Troy Clark was condemned for the May 1998 slaying of a former roommate, Christina Muse of Tyler. Authorities said that Clark, a drug dealer, had worried that Muse would snitch on him.
Clark chuckled as he addressed several friends watching through a window a few feet from him, telling them a number of times that he loved them and “it’s all good.”
“I’m not the one who killed Christina,” he said. “But, hey, whatever makes you happy.”
As the lethal dose of the sedative pentobarbital was administered, Clark was laughing and remarked that the drug “burned going in.”
“I feel it,” he said. Then he grunted, gasped and began to snore. Seconds later, all movement stopped. He was pronounced dead 21 minutes later at 6:36 p.m.
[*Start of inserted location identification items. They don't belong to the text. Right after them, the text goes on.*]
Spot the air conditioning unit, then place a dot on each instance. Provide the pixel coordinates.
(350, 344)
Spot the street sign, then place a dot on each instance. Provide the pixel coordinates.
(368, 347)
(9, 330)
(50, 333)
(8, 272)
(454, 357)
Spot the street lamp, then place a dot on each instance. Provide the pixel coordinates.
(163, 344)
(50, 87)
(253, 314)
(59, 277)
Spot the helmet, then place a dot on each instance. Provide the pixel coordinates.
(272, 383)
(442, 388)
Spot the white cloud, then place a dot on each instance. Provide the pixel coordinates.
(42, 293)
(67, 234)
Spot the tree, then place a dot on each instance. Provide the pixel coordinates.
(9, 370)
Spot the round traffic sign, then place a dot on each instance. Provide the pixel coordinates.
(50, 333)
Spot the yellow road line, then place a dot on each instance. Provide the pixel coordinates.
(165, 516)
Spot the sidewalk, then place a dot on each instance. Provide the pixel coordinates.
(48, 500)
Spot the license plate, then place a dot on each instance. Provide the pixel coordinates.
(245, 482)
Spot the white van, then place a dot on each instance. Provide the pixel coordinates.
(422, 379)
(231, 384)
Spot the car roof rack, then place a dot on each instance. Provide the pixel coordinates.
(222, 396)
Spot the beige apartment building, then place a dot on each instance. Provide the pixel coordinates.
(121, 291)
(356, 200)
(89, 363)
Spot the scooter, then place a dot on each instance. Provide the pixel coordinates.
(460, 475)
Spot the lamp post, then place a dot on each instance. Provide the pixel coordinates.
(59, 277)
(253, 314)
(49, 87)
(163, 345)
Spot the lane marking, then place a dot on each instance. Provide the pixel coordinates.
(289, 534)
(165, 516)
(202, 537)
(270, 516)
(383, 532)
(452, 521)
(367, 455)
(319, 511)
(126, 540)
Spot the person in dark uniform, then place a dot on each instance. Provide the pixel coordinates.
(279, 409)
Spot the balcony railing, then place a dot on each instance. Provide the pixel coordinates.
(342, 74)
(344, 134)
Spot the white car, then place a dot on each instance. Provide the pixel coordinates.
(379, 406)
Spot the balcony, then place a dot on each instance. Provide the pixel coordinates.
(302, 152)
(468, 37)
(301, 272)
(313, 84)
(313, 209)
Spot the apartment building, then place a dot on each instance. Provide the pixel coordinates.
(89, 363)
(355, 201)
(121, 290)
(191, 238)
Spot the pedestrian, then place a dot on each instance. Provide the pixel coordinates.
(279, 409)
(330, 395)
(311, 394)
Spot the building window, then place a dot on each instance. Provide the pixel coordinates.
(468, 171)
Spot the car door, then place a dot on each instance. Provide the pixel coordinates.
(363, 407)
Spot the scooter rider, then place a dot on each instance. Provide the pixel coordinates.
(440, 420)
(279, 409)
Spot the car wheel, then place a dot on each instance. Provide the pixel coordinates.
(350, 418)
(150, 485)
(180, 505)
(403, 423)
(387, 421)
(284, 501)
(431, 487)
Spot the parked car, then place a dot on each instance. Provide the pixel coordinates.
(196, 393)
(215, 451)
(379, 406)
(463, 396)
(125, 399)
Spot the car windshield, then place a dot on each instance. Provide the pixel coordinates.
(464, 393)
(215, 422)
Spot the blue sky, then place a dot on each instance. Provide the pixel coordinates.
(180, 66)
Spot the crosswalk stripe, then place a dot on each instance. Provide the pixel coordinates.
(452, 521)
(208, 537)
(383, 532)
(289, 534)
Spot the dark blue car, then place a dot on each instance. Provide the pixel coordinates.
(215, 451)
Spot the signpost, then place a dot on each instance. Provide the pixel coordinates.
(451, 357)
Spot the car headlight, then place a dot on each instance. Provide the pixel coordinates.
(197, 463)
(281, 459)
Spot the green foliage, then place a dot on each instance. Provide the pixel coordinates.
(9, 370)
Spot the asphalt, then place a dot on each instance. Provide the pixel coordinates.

Margaret Bouman, Muse’s aunt, said witnessing the execution was a tough experience but “kind of bittersweet.”
“I’m a Christian and the death penalty and accepting it was very, very difficult for me,” Bouman said. “But I also believe the law of the land is important.”
She also said that Clark’s attitude during the procedure was troubling.
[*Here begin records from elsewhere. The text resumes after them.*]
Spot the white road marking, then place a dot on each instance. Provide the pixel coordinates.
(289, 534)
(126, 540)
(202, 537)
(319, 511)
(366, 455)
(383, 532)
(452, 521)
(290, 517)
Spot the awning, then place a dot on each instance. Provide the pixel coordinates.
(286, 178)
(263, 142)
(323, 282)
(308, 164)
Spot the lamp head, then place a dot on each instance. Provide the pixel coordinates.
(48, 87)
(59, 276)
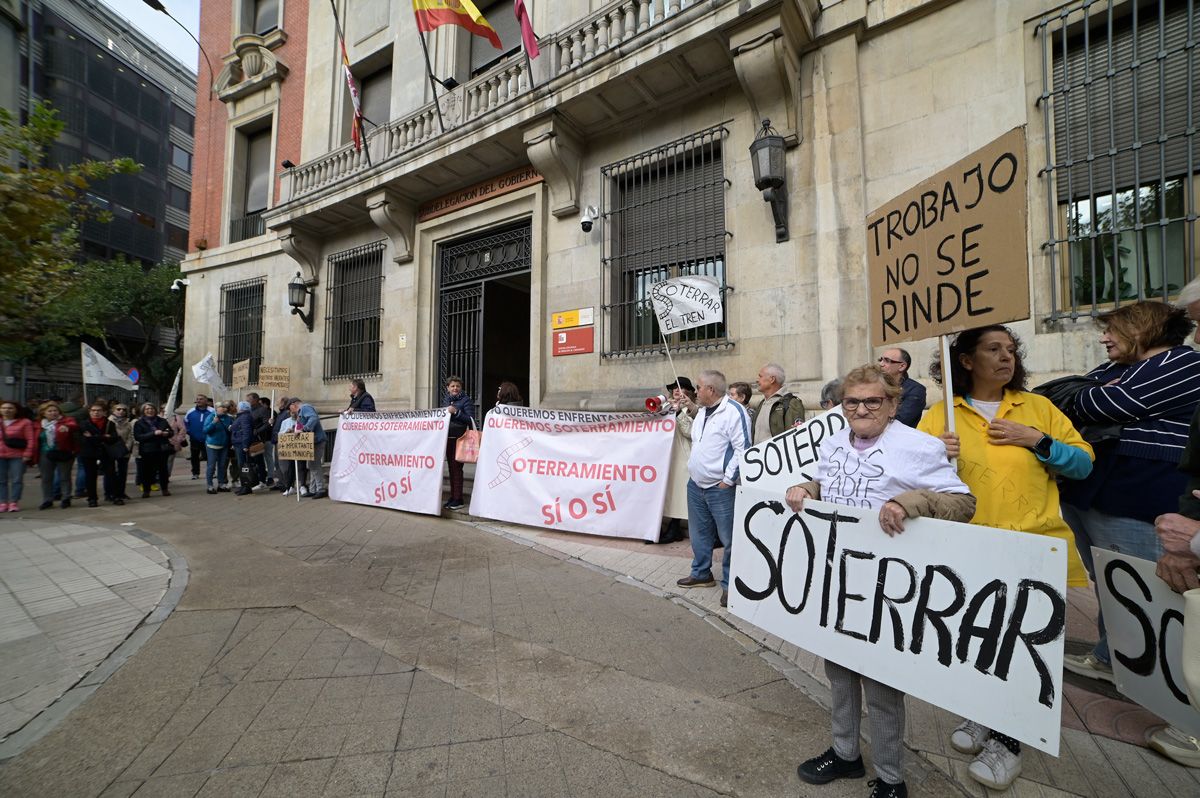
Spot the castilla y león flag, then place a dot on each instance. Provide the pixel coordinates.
(433, 13)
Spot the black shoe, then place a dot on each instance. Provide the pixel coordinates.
(828, 767)
(881, 789)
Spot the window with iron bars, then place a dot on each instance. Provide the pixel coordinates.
(664, 211)
(241, 327)
(354, 311)
(1119, 103)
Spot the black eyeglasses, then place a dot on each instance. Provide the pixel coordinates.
(871, 403)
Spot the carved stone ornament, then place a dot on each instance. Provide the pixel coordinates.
(303, 247)
(395, 217)
(252, 66)
(555, 149)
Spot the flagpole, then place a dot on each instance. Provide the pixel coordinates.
(429, 73)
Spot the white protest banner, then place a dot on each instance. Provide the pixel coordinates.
(598, 473)
(207, 372)
(99, 370)
(1144, 619)
(790, 457)
(390, 460)
(965, 617)
(687, 303)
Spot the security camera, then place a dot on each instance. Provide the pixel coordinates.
(589, 216)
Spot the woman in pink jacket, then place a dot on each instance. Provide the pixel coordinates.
(16, 451)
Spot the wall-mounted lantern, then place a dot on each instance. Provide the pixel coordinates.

The 51-year-old Clark became the 17th inmate put to death this year in the U.S. and the ninth given a lethal injection in Texas, the nation’s busiest capital punishment state. Clark is the first of two executions this week in Texas. Daniel Acker was scheduled to be executed Thursday for fatally running over his girlfriend.
At least eight other Texas inmates have planned execution dates in the coming months.
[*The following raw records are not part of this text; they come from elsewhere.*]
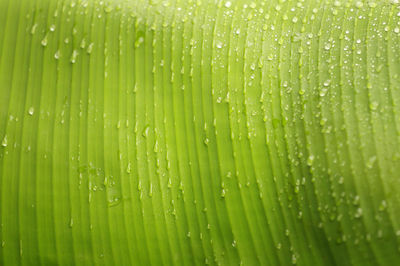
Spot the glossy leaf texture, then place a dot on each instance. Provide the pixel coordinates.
(192, 132)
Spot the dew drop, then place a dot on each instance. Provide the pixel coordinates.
(57, 55)
(4, 142)
(31, 111)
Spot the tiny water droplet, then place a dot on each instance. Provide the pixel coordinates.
(34, 27)
(128, 168)
(74, 56)
(57, 55)
(4, 142)
(44, 41)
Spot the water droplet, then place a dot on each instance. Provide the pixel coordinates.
(128, 168)
(57, 55)
(4, 142)
(206, 141)
(44, 41)
(383, 205)
(374, 105)
(146, 130)
(74, 56)
(358, 213)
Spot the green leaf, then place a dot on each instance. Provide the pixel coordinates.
(200, 132)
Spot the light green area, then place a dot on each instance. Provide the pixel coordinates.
(185, 132)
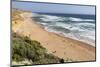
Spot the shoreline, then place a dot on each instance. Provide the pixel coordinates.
(62, 35)
(58, 45)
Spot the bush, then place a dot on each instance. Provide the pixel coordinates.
(25, 48)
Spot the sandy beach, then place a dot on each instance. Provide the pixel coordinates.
(60, 46)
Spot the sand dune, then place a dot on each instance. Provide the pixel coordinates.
(60, 46)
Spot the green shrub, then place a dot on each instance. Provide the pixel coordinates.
(25, 48)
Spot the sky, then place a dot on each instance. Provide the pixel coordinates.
(54, 8)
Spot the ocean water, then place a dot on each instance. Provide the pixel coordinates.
(80, 27)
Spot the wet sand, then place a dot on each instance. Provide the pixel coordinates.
(60, 46)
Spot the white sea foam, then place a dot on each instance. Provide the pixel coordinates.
(81, 29)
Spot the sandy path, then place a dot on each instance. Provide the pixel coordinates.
(56, 44)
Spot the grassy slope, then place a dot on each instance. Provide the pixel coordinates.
(24, 48)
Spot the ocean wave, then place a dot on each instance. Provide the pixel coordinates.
(72, 27)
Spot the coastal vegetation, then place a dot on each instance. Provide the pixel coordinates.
(25, 48)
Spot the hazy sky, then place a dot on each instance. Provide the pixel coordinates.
(54, 8)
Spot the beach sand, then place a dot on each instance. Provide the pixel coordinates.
(60, 46)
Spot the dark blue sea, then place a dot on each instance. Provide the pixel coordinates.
(79, 27)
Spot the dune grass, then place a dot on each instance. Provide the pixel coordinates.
(25, 48)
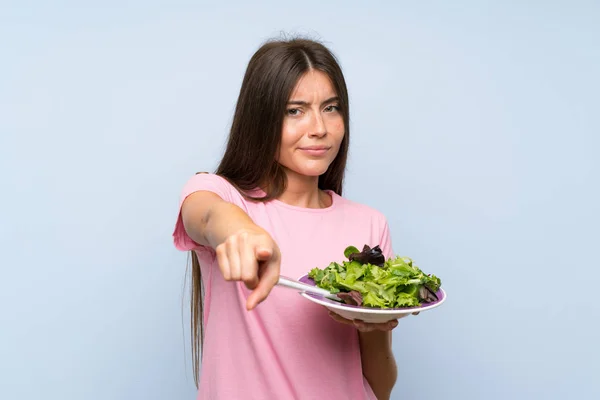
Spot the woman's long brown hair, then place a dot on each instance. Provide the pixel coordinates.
(250, 159)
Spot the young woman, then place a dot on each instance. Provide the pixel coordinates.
(274, 206)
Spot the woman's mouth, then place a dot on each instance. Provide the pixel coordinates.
(315, 151)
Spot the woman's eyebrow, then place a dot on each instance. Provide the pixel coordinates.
(304, 103)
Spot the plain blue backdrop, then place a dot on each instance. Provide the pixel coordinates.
(475, 129)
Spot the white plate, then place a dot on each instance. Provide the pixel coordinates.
(368, 314)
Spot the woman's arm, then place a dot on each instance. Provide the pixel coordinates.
(379, 365)
(245, 251)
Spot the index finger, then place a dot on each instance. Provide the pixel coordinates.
(268, 277)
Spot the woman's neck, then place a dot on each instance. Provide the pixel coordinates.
(303, 191)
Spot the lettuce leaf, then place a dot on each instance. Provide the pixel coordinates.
(368, 277)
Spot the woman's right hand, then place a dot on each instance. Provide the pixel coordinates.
(253, 257)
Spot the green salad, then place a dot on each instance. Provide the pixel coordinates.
(367, 279)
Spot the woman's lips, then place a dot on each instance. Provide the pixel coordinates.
(315, 151)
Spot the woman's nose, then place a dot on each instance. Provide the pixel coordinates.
(317, 128)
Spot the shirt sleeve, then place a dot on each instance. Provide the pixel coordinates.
(203, 182)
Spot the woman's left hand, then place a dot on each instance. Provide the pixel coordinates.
(364, 326)
(367, 327)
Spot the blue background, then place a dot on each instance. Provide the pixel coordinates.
(475, 130)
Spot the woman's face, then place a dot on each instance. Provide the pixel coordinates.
(313, 127)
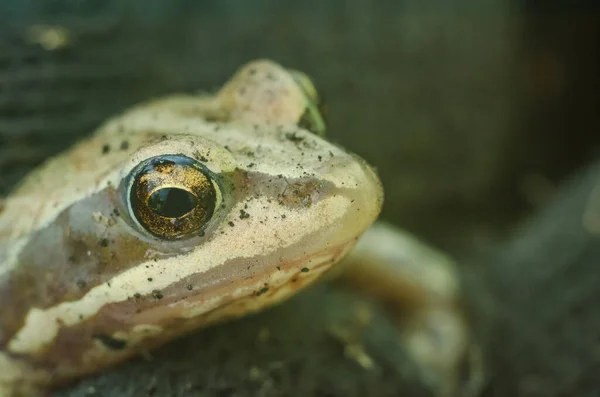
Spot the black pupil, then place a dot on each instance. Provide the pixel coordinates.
(172, 202)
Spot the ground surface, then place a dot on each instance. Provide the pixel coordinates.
(472, 114)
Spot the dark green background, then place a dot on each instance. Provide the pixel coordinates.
(473, 112)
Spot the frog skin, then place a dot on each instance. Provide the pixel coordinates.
(180, 213)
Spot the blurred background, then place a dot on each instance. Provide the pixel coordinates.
(472, 111)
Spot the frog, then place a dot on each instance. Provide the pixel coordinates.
(193, 209)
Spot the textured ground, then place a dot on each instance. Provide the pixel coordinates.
(472, 114)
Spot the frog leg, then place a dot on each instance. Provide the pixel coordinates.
(420, 287)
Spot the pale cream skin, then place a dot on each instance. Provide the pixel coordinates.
(84, 284)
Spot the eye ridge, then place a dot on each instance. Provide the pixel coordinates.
(172, 196)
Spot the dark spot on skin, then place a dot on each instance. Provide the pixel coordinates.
(262, 291)
(293, 137)
(110, 342)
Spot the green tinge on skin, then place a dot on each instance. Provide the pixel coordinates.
(313, 114)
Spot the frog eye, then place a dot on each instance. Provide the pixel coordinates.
(312, 119)
(172, 196)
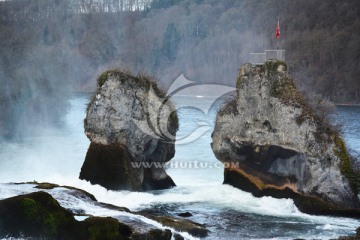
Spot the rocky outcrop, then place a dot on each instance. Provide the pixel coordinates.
(39, 215)
(275, 144)
(132, 128)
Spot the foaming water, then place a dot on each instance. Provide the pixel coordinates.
(57, 155)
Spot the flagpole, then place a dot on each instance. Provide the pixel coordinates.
(277, 39)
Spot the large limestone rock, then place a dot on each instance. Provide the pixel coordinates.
(132, 132)
(279, 146)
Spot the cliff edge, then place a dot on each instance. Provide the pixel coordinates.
(276, 145)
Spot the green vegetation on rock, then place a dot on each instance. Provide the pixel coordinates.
(346, 165)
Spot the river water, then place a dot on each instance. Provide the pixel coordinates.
(56, 155)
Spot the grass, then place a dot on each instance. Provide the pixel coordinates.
(229, 107)
(346, 165)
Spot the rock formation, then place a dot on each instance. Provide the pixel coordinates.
(275, 144)
(132, 128)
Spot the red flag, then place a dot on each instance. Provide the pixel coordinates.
(277, 33)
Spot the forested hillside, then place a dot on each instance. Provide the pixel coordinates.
(51, 47)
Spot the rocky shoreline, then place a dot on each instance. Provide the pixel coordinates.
(38, 214)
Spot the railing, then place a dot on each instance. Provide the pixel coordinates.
(261, 58)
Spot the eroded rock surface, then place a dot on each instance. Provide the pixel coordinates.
(279, 146)
(132, 132)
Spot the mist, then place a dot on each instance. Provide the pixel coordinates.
(51, 49)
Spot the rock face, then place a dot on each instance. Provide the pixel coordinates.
(275, 144)
(132, 130)
(38, 215)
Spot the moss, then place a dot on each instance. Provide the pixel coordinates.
(104, 228)
(346, 165)
(31, 209)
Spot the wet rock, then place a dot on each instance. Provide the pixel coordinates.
(354, 237)
(181, 225)
(275, 144)
(132, 131)
(155, 234)
(40, 216)
(178, 237)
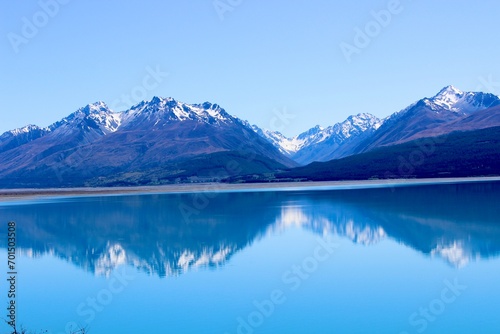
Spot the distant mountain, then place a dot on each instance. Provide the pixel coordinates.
(426, 115)
(14, 138)
(167, 141)
(323, 144)
(457, 223)
(363, 132)
(94, 145)
(458, 154)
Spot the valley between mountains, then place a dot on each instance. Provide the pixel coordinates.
(165, 141)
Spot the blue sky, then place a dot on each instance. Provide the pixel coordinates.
(254, 58)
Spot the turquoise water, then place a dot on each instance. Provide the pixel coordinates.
(419, 259)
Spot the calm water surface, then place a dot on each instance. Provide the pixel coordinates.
(384, 260)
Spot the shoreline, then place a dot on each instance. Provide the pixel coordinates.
(8, 195)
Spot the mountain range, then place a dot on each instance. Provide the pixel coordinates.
(167, 141)
(151, 234)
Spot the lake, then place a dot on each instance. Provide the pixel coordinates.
(405, 259)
The Texas Board of Pardons and Paroles declined to recommend a commutation of Clark’s sentence.
After his conviction, Clark had argued his trial attorneys failed to present evidence of his childhood, marked by physical and emotional abuse, which might have convinced jurors to spare his life.
Appeals courts had previously ruled that because of the overwhelming case against Clark, it’s likely he still would have been sentenced to death even if the jury had heard evidence of his troubled childhood.
Prosecutors said Clark subdued Muse, 20, with a stun gun, bound her with duct tape and left her in a closet for several hours while he played video games and sold drugs to a customer.
Clark later moved Muse to a bathroom where he hit her with a board and threatened his girlfriend, Tory Bush, into helping him drown Muse in the tub. Muse’s body was then stuffed into a barrel with cement mix and lime before being dumped in a ravine.
Against the advice of his attorneys, Clark testified during his trial’s punishment phase, saying, “I really ain’t got no story to tell. It’s just I want the death penalty.”
Prosecutors also presented evidence Clark had committed two other murders, including one that occurred after Muse’s death but prior to his arrest. The Smith County District Attorney’s Office, which prosecuted Clark, declined to comment.
Bobby Mims, one of Clark’s trial attorneys, said Clark denied killing Muse.
“But there was pretty strong evidence that he was guilty. Tory Bush was pretty damning,” Mims said. Bush, who testified against Clark, was sentenced to 20 years in prison.
Mims said he and his co-counsel were ineffective during the punishment phase in presenting evidence of Clark’s troubled childhood, which included having a mother who was incarcerated for most of his life and who introduced him to drugs.
Mims said when Clark’s case was tried in 2000, most defense attorneys didn’t focus on presenting mitigating evidence of a defendant’s problematic life as part of their efforts to prevent a death sentence.
The 5th U.S. Circuit Court of Appeals had previously denied Clark’s appeals on this issue, saying in 2012 that Clark refused to let his trial attorneys contact family as well as others to testify on his behalf.
“At the punishment hearing, the prosecutors actually had one or two of (Clark’s) own relatives show up and they had indicated they wanted him to get the death penalty. It was crazy,” Mims said.
Mims said he doesn’t know if evidence of Clark’s troubled life would have made a difference with the jury.
“I hope he’s made peace with his maker,” Mims said.